How with no partition in the second drive? My fdisk output above shows no partition on /dev/sdb. This is a raid0 made of two 750G drives, /dev/sda and /dev/sdb. Raid0 should have equal partitions on each drive.

----------

## krinn

no, the /dev/sda and /dev/sdb will be use to create a big /dev/md0 and that /dev/md0 will need to get its partition.

edit: if it help you better: with 1 partition you could write to a full disk, right? You don't need 2 partitions in 1 disk to write 1-50% of the disk and another one to write 51-100% on that disk.

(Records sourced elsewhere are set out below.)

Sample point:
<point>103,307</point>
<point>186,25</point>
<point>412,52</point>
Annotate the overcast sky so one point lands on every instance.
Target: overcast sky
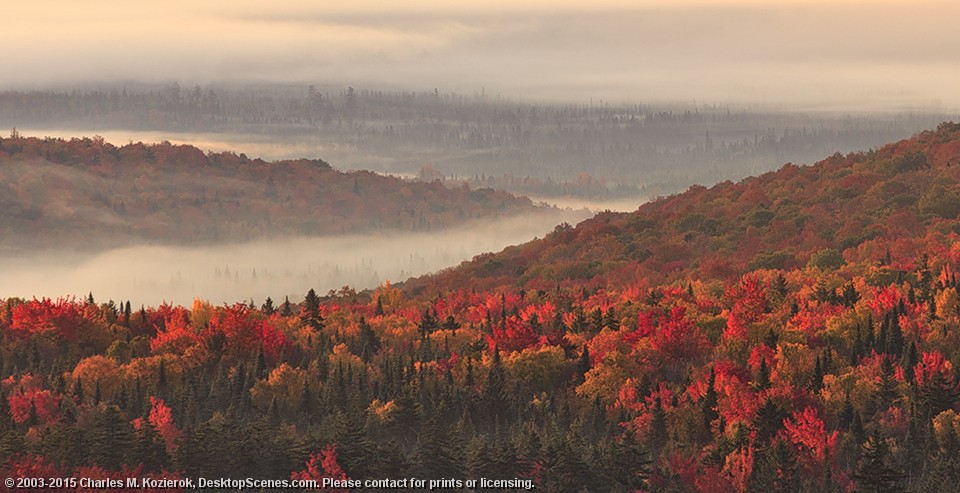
<point>865,53</point>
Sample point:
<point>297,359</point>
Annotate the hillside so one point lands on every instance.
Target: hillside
<point>855,209</point>
<point>795,332</point>
<point>90,193</point>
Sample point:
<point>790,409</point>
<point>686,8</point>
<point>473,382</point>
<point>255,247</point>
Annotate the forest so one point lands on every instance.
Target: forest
<point>93,194</point>
<point>600,150</point>
<point>794,331</point>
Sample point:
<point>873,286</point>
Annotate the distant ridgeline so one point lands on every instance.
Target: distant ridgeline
<point>796,332</point>
<point>856,209</point>
<point>91,193</point>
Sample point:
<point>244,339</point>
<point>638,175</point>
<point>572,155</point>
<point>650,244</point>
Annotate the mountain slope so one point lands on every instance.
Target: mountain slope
<point>90,193</point>
<point>849,208</point>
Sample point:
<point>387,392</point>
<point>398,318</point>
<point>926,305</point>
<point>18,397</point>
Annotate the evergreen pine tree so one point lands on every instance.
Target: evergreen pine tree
<point>876,472</point>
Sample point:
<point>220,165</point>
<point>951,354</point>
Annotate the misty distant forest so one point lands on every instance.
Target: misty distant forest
<point>607,154</point>
<point>308,283</point>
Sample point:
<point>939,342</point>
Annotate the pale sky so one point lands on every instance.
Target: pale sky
<point>856,54</point>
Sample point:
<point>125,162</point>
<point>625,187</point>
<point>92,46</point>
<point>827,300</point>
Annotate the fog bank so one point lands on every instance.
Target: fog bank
<point>152,275</point>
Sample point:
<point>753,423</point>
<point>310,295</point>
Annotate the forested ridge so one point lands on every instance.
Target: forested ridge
<point>797,331</point>
<point>600,150</point>
<point>94,194</point>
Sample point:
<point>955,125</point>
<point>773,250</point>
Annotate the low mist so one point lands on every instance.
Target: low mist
<point>151,275</point>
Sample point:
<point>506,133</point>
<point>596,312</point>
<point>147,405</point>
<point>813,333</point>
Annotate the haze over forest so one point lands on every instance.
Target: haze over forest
<point>632,245</point>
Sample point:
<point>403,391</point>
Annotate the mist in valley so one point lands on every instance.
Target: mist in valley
<point>277,268</point>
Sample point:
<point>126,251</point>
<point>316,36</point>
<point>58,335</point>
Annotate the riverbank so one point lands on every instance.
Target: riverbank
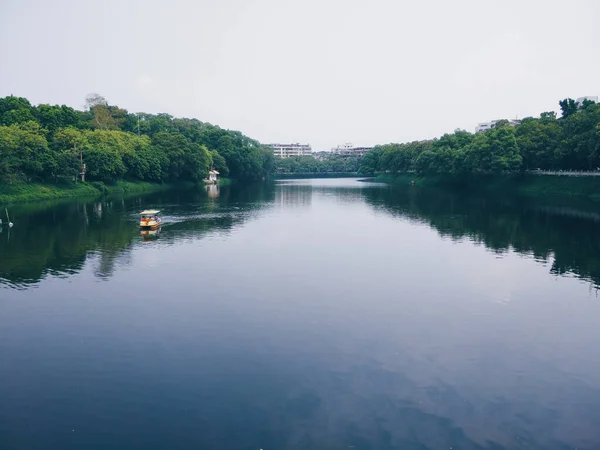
<point>30,192</point>
<point>288,176</point>
<point>554,185</point>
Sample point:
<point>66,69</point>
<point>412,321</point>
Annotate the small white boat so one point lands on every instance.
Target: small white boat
<point>150,219</point>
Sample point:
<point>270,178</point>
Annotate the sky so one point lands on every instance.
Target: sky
<point>320,72</point>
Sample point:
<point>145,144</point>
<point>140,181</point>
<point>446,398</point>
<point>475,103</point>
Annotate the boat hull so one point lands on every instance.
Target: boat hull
<point>150,227</point>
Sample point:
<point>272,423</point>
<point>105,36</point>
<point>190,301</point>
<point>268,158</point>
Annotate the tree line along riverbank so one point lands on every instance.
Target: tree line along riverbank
<point>524,184</point>
<point>547,142</point>
<point>44,148</point>
<point>53,145</point>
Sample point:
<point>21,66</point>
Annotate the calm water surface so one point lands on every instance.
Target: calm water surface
<point>313,314</point>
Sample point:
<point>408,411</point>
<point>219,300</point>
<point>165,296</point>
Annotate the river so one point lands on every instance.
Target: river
<point>307,314</point>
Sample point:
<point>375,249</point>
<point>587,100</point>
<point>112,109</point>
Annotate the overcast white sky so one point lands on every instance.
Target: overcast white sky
<point>322,72</point>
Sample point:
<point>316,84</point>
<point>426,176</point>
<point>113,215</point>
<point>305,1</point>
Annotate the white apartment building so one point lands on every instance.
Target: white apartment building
<point>289,150</point>
<point>348,149</point>
<point>484,126</point>
<point>592,98</point>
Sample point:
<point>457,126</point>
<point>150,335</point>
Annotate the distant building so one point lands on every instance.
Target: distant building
<point>290,150</point>
<point>322,155</point>
<point>592,98</point>
<point>484,126</point>
<point>348,149</point>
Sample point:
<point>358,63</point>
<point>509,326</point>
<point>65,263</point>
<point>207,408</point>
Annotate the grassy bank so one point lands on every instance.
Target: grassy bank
<point>522,184</point>
<point>30,192</point>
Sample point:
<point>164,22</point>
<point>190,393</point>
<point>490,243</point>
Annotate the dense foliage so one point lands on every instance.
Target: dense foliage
<point>571,142</point>
<point>309,164</point>
<point>48,142</point>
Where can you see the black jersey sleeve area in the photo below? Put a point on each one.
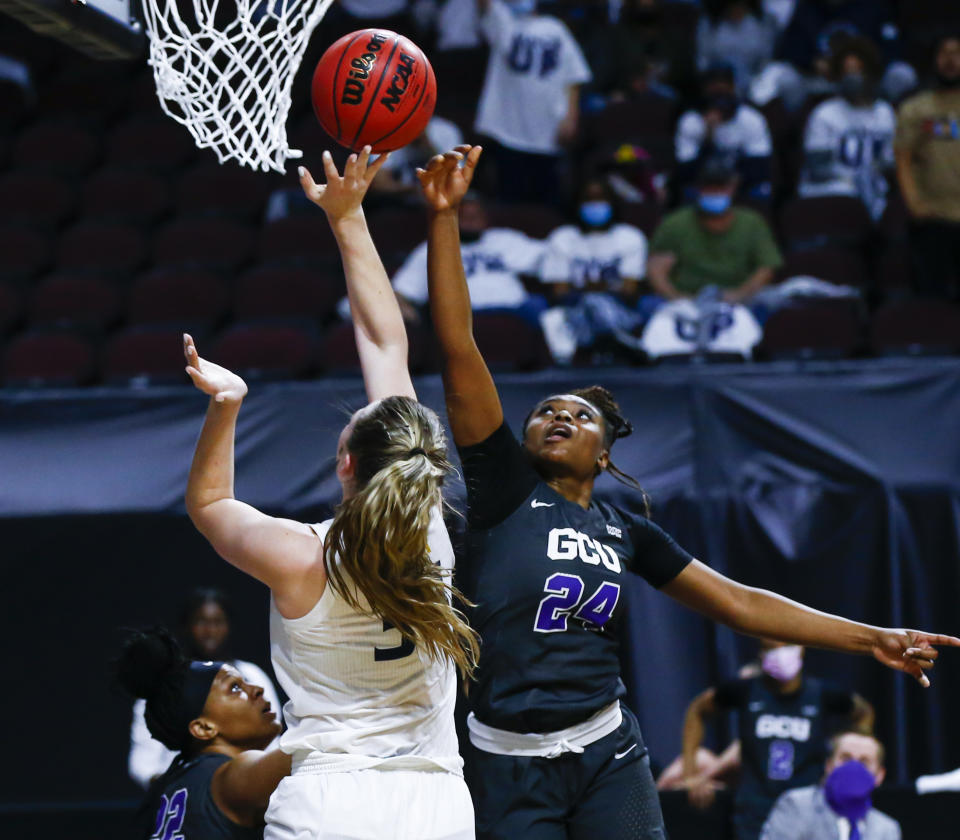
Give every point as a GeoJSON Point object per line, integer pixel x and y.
{"type": "Point", "coordinates": [657, 557]}
{"type": "Point", "coordinates": [732, 694]}
{"type": "Point", "coordinates": [837, 701]}
{"type": "Point", "coordinates": [498, 478]}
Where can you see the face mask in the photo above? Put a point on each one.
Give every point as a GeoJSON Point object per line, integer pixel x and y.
{"type": "Point", "coordinates": [854, 87]}
{"type": "Point", "coordinates": [713, 204]}
{"type": "Point", "coordinates": [596, 213]}
{"type": "Point", "coordinates": [847, 791]}
{"type": "Point", "coordinates": [783, 664]}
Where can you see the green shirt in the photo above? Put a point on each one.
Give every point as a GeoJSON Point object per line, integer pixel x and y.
{"type": "Point", "coordinates": [719, 259]}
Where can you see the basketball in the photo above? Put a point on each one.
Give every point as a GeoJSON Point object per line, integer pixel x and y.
{"type": "Point", "coordinates": [374, 87]}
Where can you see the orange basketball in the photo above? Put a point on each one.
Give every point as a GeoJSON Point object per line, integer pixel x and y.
{"type": "Point", "coordinates": [374, 87]}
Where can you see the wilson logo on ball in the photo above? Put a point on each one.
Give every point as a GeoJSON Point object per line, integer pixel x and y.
{"type": "Point", "coordinates": [374, 87]}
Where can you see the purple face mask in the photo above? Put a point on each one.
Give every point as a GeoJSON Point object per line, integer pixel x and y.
{"type": "Point", "coordinates": [847, 790]}
{"type": "Point", "coordinates": [784, 663]}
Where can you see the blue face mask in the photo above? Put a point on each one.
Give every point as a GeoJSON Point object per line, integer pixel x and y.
{"type": "Point", "coordinates": [714, 204]}
{"type": "Point", "coordinates": [596, 213]}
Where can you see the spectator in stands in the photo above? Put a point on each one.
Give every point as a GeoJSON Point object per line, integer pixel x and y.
{"type": "Point", "coordinates": [530, 102]}
{"type": "Point", "coordinates": [840, 807]}
{"type": "Point", "coordinates": [712, 243]}
{"type": "Point", "coordinates": [593, 268]}
{"type": "Point", "coordinates": [397, 178]}
{"type": "Point", "coordinates": [807, 42]}
{"type": "Point", "coordinates": [738, 32]}
{"type": "Point", "coordinates": [494, 260]}
{"type": "Point", "coordinates": [723, 125]}
{"type": "Point", "coordinates": [783, 719]}
{"type": "Point", "coordinates": [928, 169]}
{"type": "Point", "coordinates": [205, 633]}
{"type": "Point", "coordinates": [848, 143]}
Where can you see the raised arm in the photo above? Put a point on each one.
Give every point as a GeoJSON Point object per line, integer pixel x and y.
{"type": "Point", "coordinates": [473, 405]}
{"type": "Point", "coordinates": [763, 614]}
{"type": "Point", "coordinates": [377, 322]}
{"type": "Point", "coordinates": [283, 554]}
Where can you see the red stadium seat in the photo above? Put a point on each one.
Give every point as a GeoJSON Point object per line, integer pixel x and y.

It's the same for stripping, consider half your disk is 100% of /dev/sda and the other half of it is the /dev/sdb, and to write on them 1 partition is all you need.Last edited by krinn on Fri Jul 17, 2009 1:48 am; edited 1 time in total

----------

## energyman76b

usually when the controller sets up the 'raid' it cares about everything - so you might not see the partitions - but the controller does.

Another reason why fakeraid is problematic - if you try to switch from say nvidia fakeraid to intel or amd fakeraid you probably won't be able to access your data.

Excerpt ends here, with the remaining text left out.